The collection on the Internet brings together the finest optical equipment and digital scanners, cutting edge viewing technology, the latest image processing software, powerful wavelet compression, and reliable long-term storage of digital images. The digitized maps are very high resolution images scanned at 300 to 800 pixels per inch, as measured against the original map's dimensions. The larger maps generate files frequently approaching 5 gigabytes in size; the average file size of images in the collection is 250 megabytes.

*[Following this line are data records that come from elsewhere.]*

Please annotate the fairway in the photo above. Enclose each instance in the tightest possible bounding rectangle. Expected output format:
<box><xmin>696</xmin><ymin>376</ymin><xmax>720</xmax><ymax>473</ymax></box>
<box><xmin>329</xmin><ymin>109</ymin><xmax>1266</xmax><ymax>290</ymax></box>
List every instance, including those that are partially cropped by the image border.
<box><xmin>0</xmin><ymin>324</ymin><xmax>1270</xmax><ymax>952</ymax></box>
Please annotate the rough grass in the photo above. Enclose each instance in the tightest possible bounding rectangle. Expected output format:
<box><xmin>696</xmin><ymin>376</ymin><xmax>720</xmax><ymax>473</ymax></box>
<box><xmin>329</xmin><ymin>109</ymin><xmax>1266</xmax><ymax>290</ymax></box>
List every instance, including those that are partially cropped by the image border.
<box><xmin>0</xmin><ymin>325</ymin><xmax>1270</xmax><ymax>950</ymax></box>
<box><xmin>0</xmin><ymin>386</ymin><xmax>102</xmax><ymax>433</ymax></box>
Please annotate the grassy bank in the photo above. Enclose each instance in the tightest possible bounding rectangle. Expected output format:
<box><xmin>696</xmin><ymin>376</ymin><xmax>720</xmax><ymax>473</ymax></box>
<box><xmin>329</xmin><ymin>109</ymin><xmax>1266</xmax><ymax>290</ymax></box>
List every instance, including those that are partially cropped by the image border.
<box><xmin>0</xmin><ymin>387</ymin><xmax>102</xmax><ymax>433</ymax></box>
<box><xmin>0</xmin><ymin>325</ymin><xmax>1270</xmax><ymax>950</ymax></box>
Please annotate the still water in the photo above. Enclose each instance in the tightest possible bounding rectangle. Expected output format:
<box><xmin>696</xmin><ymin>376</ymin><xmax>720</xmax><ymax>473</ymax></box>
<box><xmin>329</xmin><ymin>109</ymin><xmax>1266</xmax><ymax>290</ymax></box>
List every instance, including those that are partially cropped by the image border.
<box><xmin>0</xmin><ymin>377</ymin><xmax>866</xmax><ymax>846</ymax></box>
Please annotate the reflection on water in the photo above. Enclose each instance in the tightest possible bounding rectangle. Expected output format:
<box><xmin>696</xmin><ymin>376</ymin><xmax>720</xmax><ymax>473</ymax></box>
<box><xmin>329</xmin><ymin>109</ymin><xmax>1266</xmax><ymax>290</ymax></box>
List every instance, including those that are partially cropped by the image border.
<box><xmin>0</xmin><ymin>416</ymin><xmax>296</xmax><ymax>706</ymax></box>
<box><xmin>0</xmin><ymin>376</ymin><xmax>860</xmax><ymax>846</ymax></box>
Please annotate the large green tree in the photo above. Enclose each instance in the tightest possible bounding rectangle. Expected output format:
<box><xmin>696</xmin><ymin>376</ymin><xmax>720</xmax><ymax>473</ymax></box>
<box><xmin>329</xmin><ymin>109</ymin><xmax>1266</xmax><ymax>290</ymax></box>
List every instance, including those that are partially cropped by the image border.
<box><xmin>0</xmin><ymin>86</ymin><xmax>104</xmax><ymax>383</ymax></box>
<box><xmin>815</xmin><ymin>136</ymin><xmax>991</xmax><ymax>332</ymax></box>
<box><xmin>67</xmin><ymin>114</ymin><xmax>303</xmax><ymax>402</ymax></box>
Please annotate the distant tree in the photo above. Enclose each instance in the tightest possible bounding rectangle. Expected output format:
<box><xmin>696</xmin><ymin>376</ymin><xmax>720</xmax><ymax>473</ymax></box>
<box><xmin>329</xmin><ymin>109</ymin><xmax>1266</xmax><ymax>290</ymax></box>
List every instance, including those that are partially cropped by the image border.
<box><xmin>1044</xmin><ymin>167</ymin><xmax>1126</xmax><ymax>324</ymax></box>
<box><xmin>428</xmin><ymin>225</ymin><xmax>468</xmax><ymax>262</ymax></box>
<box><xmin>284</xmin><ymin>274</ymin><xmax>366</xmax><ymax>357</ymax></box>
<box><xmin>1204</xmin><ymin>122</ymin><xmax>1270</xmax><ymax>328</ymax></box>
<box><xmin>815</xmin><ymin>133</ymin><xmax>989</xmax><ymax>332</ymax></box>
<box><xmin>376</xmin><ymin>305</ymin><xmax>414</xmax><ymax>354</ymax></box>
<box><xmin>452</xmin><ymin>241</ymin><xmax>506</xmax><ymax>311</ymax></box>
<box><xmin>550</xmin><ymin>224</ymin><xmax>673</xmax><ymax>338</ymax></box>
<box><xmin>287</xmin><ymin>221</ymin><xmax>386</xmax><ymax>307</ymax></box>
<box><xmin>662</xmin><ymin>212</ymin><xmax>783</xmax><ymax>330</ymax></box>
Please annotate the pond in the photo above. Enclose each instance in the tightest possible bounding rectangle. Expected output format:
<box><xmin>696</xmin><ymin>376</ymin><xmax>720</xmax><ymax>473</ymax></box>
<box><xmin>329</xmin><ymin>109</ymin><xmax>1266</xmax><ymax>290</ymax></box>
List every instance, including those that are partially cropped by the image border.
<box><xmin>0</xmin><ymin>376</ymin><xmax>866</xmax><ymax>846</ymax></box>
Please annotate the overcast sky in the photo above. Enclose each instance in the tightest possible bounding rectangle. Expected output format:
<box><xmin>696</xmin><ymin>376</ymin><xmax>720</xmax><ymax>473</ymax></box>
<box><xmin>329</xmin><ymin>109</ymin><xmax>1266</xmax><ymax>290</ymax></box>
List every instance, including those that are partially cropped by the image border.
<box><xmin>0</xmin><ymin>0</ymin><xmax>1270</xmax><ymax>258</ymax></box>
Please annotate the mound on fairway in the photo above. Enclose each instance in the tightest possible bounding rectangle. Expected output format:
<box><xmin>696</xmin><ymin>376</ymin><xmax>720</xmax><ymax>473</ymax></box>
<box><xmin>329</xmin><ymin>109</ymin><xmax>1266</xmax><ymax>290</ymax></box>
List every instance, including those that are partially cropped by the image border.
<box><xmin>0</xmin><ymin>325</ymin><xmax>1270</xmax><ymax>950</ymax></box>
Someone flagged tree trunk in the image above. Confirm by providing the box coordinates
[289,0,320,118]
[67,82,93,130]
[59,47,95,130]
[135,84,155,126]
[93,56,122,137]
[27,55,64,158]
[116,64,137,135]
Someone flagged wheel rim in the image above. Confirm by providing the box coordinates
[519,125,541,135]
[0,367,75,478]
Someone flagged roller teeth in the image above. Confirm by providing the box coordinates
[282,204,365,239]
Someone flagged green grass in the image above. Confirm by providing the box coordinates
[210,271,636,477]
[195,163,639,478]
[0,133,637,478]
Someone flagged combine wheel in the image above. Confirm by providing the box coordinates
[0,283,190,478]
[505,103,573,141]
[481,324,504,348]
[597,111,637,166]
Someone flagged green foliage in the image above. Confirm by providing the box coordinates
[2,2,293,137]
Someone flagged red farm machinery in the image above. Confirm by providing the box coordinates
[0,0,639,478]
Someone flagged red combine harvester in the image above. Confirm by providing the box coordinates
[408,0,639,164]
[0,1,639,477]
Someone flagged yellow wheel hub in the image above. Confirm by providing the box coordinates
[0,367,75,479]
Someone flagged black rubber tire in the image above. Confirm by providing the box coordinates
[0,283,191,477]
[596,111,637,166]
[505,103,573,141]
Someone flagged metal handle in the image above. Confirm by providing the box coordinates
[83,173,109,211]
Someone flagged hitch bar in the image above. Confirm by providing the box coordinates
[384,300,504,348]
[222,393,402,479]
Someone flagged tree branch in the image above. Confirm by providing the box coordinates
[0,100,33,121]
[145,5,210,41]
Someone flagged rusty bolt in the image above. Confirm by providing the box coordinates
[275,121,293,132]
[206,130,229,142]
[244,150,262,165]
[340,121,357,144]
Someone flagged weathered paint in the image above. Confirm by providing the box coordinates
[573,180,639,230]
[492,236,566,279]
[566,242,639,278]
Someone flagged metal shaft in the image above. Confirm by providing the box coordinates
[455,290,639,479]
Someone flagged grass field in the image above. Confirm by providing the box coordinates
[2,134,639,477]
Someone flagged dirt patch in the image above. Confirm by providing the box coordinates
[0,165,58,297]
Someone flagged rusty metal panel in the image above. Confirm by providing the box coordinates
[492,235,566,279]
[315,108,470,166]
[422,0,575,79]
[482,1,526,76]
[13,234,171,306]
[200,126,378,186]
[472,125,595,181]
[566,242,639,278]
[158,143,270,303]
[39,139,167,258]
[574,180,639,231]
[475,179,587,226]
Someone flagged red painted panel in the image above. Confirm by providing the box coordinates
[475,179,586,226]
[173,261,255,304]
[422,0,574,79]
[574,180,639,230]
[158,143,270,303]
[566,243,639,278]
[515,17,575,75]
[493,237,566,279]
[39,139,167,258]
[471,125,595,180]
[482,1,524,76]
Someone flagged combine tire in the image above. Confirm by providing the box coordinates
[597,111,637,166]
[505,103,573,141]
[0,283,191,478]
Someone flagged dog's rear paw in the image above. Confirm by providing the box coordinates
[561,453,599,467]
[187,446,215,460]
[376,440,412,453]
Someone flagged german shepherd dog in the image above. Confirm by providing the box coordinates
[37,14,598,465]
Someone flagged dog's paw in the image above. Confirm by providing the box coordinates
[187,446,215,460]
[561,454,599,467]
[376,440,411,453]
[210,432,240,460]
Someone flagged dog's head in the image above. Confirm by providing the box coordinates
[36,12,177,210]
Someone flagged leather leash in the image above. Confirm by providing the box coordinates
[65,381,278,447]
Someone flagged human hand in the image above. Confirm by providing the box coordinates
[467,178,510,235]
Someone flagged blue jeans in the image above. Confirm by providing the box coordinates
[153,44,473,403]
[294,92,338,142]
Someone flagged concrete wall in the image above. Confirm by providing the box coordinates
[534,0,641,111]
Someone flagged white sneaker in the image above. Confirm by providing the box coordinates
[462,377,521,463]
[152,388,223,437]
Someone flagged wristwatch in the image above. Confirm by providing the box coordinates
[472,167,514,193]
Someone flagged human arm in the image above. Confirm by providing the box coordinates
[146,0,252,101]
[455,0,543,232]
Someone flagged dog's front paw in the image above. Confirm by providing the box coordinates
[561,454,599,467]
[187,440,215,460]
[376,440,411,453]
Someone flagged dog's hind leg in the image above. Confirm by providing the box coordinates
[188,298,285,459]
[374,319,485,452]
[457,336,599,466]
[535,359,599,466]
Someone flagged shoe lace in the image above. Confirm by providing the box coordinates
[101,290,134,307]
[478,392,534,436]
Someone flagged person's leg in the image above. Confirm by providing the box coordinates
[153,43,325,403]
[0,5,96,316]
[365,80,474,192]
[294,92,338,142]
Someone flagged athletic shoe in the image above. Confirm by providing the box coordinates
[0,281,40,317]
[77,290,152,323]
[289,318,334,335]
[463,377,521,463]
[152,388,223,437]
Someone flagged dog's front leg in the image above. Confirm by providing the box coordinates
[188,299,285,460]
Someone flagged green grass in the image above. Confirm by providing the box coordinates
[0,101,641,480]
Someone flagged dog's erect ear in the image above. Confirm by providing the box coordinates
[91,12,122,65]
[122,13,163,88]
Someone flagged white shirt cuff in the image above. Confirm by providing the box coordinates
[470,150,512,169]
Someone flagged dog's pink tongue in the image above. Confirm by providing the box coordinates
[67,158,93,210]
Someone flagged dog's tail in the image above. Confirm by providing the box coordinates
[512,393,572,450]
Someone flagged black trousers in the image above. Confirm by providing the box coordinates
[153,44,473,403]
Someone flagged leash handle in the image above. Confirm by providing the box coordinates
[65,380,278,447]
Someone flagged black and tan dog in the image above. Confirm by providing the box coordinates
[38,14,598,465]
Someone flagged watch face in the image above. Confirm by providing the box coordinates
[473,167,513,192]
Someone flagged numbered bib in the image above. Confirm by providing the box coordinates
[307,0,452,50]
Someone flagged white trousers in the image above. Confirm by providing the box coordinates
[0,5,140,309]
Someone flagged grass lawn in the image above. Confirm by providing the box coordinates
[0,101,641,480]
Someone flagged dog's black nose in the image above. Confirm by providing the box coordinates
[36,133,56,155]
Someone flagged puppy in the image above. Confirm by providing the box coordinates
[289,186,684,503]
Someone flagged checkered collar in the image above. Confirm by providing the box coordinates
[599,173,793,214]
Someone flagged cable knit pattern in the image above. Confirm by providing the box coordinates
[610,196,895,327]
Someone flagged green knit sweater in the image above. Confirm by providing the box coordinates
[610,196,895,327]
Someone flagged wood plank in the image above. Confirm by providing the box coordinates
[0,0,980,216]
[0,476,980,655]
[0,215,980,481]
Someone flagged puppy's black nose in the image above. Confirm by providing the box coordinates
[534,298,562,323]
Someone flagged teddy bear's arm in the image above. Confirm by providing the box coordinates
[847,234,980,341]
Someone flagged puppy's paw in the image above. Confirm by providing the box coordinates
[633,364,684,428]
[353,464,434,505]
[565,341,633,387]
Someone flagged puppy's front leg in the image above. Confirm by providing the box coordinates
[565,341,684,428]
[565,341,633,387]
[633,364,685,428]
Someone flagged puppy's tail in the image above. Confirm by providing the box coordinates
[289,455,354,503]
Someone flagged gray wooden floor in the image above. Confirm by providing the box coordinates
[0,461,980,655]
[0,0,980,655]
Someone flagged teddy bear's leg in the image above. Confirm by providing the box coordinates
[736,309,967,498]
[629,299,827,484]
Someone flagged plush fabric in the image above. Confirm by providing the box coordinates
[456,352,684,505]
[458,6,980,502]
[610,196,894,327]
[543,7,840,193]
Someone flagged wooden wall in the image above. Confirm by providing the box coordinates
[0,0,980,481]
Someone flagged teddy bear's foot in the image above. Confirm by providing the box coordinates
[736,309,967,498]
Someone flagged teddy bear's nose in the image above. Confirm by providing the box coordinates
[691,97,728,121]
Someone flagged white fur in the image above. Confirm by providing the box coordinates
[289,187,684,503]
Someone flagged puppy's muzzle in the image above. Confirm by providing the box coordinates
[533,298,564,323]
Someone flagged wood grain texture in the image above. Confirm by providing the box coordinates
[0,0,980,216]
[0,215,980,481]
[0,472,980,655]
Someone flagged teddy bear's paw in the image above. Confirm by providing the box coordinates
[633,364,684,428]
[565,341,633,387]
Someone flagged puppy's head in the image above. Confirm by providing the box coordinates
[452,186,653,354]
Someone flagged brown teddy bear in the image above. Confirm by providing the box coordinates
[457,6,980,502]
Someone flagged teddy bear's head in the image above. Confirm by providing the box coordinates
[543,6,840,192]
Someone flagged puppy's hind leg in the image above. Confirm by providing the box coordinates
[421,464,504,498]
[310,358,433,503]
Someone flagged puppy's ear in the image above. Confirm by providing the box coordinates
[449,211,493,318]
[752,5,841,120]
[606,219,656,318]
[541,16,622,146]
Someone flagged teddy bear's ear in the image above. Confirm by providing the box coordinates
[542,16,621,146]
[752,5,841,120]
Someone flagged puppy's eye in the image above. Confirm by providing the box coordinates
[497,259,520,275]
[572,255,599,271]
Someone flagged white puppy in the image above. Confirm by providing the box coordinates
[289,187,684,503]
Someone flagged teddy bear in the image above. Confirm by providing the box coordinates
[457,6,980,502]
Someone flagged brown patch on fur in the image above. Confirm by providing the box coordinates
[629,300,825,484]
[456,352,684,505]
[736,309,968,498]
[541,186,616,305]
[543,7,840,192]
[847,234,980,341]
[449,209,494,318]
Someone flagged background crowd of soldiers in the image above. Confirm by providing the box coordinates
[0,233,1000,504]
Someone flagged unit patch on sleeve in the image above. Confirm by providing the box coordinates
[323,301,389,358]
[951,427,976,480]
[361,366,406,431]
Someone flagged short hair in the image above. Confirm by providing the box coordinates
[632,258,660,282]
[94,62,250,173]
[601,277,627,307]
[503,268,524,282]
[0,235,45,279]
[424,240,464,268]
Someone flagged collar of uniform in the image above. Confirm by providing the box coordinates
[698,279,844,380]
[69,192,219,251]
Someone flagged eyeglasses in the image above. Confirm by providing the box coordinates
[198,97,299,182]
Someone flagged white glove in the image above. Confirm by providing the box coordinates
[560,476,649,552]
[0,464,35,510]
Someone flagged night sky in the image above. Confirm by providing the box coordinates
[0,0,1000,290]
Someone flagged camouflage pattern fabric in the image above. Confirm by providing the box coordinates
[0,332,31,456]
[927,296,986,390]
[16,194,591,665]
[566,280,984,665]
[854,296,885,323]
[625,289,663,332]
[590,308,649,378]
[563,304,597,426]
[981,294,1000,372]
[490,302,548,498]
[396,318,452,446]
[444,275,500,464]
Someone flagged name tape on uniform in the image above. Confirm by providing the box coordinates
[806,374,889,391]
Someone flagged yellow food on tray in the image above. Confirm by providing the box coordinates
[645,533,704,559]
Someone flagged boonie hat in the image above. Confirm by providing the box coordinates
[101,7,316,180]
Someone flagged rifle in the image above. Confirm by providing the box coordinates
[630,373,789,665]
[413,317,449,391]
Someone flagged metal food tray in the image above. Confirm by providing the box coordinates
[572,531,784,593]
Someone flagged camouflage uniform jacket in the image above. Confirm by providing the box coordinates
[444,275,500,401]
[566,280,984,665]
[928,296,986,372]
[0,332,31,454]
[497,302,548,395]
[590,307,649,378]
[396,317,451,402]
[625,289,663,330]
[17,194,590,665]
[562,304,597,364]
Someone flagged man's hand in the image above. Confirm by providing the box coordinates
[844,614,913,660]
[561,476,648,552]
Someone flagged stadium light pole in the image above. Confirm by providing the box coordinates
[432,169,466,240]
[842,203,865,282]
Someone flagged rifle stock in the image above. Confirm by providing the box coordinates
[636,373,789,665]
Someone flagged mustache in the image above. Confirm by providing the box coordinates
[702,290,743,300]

The following hardware and software is used in the process of creating and distributing the images over the Internet:

  • LUNA client/server and browser software by Luna Imaging, Inc.
  • PhaseOne PowerphaseFX 4x5 digital scanning camera back (380 megabyte capture)
  • PhaseOne image-capture software
  • Sinar X 4x5 view camera
  • Image Access WideTEK 48 sheet scanner
  • Image Access Bookeye 4 scanner
  • Rodenstock lenses
  • Kaiser RePro copy stand with Videssence Icelites
  • Adobe PhotoShop CS6 
  • GeoExpress image compression software by LizardTech
  • Georeferencer v4 software and hosting by Klokan Technologies 
  • Maplicity and MapImager GIS software from Telemorphic (archived website)
  • ArcGIS software from ESRI
  • Global Mapper GIS mapping software

Computer Network:

  • Apple Mac Pro, Two 3.5GHz 6-Core Intel Xeon E5, 64 gigabytes RAM
  • Apple Mac Pro, Two 2.26GHz Quad-Core, 12 gigabytes RAM
  • Dell Precision T7820 Workstation, Six Cores, 128  gigabytes RAM, one Samsung 8ft 8k screen


about cartography associates

Cartography Associates, founded in 1996, promotes the distribution of digital facsimiles both in print and electronic media. Specializing in both primary source documents and cutting-edge technology, Cartography Associates is committed to developing tools that integrate cataloging with visual images on the Internet. Cartography Associates' vision is to offer users the best of both worlds: the powerful searching, access, and user functionality made possible by technology, combined with the visual beauty, technical mastery and intellectual richness of original source materials. Currently these individuals contribute to the work of Cartography Associates: Fatemah VanBuren (cataloging), Emily Prince de la Cruz (cataloging), Glenn Bachmann (imaging), Sophie Appel (imaging), Brandon Rumsey (Imaging), and David Rumsey (cataloging and imaging). Past contributors have been Julie Sweetkind-Singer, Kristian McManus, Phil Hoehn, and Daniel Holmes.*
*Daniel Holmes died September 30 2021. His contributions to our work were profound, over many years, and we will miss him.


Copyright and Permissions

Images from this web site and database may be reproduced or transmitted, but not for commercial use. Permitted non-commercial use is any work or publication, either in print or digital media. Please give image credit to "David Rumsey Map Collection, David Rumsey Map Center, Stanford Libraries"  Commercial use is selling reproductions of our images. For commercial use or commercial republication, contact mailto:carto@davidrumsey.com

This work is licensed under a Creative Commons License. By downloading any images from this site, you agree to the terms of that license. Users are expected to abide by all copyright laws. Distribution, reproduction, or other use requires the written permission of any copyright and other rights holders unless the materials are in the public domain or authorized by fair use or other statutory exemption. It is the user’s obligation to determine and satisfy copyright or other use restrictions when publishing or otherwise distributing materials found in this collection. For maps not in the public domain that we know are being sold by their makers, we do not allow downloading or printing and we attempt to provide a link to the maker's site in our metadata for the map.